In most countries, the number 7 is greeted with enthusiasm, being considered lucky almost everywhere round the world. In Europe and America, the number 4 will barely register, but stay in a hotel in Asia, and you'll notice that there's no 4th floor, nor 14th or 24th for that matter. For the number 4 is considered very bad luck in Asia, as it sounds like the word for "death" in Chinese, Korean and Japanese. The number 666 will be greeted with fear in the more religious parts of the American Deep South, but go unnoticed in Cambodia. As for 26017, it will almost certainly be met with blank stares, unless the person you should stop to ask happens to be a mathematician, and immediately recognizes it as a prime number, a class of numbers math geeks tend to get terrifically excited about.
As these numbers attach themselves to events, their significance is magnified. One cold, dark winter night a few years ago, the entire world got caught up in a fit of festive abandon celebrating one number being replaced with another. Convention dictates that a new year begins on January 1st, and on that day 9 years ago, the most significant digit of the number used to designate years was incremented, increasing from 1999 to 2000. The 48 hour period spanning that moment saw very few major climatic, social or historical changes, yet almost the entire population of the planet attached a huge significance to that change, speaking endlessly of a new century, a new age and a new era.

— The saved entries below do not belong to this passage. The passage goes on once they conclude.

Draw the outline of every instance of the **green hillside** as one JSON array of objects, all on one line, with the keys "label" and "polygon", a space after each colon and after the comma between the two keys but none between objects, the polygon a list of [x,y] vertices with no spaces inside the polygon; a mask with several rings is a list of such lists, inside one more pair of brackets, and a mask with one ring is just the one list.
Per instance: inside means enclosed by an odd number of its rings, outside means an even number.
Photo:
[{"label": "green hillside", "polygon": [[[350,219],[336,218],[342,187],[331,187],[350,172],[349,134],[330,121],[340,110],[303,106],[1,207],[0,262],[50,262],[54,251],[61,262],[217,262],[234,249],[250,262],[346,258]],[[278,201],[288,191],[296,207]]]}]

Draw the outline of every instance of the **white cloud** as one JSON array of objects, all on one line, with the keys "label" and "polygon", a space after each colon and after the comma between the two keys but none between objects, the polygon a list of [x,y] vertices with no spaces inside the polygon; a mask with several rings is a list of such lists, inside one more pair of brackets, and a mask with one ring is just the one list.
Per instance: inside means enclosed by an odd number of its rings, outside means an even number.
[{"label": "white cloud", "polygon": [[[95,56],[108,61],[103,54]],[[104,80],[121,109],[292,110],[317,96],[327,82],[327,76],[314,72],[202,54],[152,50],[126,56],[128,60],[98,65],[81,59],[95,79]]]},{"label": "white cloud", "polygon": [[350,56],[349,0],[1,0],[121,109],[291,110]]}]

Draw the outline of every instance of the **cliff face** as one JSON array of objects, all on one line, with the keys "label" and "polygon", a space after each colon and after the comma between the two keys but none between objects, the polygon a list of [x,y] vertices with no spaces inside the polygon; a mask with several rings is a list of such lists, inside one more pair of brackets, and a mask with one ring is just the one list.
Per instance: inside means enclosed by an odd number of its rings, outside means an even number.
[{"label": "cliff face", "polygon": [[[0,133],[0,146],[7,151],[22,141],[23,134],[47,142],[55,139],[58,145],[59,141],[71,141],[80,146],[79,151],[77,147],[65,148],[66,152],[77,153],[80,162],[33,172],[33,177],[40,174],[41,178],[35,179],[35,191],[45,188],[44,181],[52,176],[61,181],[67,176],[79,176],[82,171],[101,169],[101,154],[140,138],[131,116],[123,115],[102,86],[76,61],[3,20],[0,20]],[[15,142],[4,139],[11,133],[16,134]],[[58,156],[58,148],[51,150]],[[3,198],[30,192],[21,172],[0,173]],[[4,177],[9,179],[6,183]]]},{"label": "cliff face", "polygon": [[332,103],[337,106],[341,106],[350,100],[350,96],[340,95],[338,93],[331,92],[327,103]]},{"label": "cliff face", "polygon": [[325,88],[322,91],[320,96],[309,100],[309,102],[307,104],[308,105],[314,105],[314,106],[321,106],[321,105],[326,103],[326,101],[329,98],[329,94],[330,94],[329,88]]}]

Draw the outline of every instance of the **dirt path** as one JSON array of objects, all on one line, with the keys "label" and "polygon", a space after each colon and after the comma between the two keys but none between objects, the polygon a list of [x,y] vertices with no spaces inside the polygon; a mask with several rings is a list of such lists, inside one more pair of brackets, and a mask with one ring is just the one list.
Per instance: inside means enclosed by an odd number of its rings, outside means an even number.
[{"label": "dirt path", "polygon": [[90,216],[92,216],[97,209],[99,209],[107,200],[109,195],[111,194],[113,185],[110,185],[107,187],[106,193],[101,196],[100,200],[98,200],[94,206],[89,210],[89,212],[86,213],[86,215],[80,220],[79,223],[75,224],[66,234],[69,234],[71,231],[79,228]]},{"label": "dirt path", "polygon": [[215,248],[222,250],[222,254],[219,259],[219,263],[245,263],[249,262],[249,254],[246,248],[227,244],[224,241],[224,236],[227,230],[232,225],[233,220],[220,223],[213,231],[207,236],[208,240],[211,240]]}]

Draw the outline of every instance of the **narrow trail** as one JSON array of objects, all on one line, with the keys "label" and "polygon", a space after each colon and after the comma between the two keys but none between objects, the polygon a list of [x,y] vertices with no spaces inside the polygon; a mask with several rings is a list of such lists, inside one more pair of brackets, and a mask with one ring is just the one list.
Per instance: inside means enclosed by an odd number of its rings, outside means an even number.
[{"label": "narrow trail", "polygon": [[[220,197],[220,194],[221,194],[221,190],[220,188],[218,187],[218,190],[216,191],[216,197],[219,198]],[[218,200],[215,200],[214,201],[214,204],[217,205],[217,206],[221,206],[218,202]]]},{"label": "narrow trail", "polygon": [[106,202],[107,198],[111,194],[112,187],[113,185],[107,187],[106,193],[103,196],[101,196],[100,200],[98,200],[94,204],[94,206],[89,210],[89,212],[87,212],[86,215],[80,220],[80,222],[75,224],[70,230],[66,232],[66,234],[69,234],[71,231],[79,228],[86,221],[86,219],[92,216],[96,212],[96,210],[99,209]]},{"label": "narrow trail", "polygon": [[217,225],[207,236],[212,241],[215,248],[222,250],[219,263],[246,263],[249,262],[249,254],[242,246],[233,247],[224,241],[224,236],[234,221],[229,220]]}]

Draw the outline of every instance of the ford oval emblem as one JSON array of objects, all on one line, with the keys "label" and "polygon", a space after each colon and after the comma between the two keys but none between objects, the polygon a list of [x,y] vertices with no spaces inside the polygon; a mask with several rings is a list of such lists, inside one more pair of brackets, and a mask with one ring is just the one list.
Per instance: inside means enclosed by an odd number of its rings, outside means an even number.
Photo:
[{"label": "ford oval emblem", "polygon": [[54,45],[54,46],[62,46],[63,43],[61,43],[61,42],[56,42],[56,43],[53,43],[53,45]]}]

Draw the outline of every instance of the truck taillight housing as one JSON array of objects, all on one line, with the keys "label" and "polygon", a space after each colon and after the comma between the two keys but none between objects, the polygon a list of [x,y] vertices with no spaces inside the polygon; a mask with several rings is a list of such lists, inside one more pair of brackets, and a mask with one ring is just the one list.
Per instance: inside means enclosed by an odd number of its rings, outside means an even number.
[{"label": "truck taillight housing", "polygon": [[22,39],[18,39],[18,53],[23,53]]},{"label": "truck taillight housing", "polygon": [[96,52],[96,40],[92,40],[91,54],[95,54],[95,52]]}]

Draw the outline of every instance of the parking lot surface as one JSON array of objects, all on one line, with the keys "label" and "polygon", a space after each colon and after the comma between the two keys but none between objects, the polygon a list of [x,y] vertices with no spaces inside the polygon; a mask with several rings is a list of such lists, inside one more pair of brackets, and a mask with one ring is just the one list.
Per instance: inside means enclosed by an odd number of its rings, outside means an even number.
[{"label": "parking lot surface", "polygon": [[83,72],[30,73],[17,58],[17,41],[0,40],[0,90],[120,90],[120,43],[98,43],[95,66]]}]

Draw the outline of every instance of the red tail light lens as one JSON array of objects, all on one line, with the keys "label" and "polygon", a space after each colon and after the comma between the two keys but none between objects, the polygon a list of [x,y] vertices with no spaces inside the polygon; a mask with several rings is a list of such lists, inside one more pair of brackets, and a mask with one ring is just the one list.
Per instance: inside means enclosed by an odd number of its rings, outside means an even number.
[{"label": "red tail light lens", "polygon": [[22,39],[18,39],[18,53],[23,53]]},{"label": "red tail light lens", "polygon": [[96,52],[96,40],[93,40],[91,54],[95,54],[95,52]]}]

That sense of anticipation, of foreboding almost, hung over Valentino Rossi at Assen. Thirteen days previously, the Italian had taken the 99th victory of his career, and speculation about the 100th had started literally seconds after he had crossed the line at Barcelona. He was getting used to it, for the storm had been brewing for a while.
Victory at Jerez had put him in line to take his 100th win at Mugello, if he could just win at Le Mans first. But a disastrous flag-to-flag race put paid to that plan. Another flag-to-flag race at Mugello saw his seven-year winning streak there dashed by the rain. Since then, talk of 100 victories abated a little, until Rossi crossed the line to take victory number 99 at Catalunya.
The manner of Rossi's victory at Barcelona helped mitigate some of the pressure. The breathtaking last lap and final corner pass over his team mate and title rival Jorge Lorenzo had the fans and followers full of the excitement of that race, rather than its significance as a stepping stone for Rossi's century. Even the questions at the pre-race press conference focused more on whether Assen would see a repeat of that blood-curdling last lap than on whether Rossi expected to take his 100th win here.
Rossi downplayed both possibilities. When asked about his 100th victory, he said his focus was on the championship, not winning a particular race. And he concurred with Jorge Lorenzo, who pointed out that Barcelona had been the exception rather than the rule, and that this was the first race since the switch to the 800cc formula that had come down to the last lap.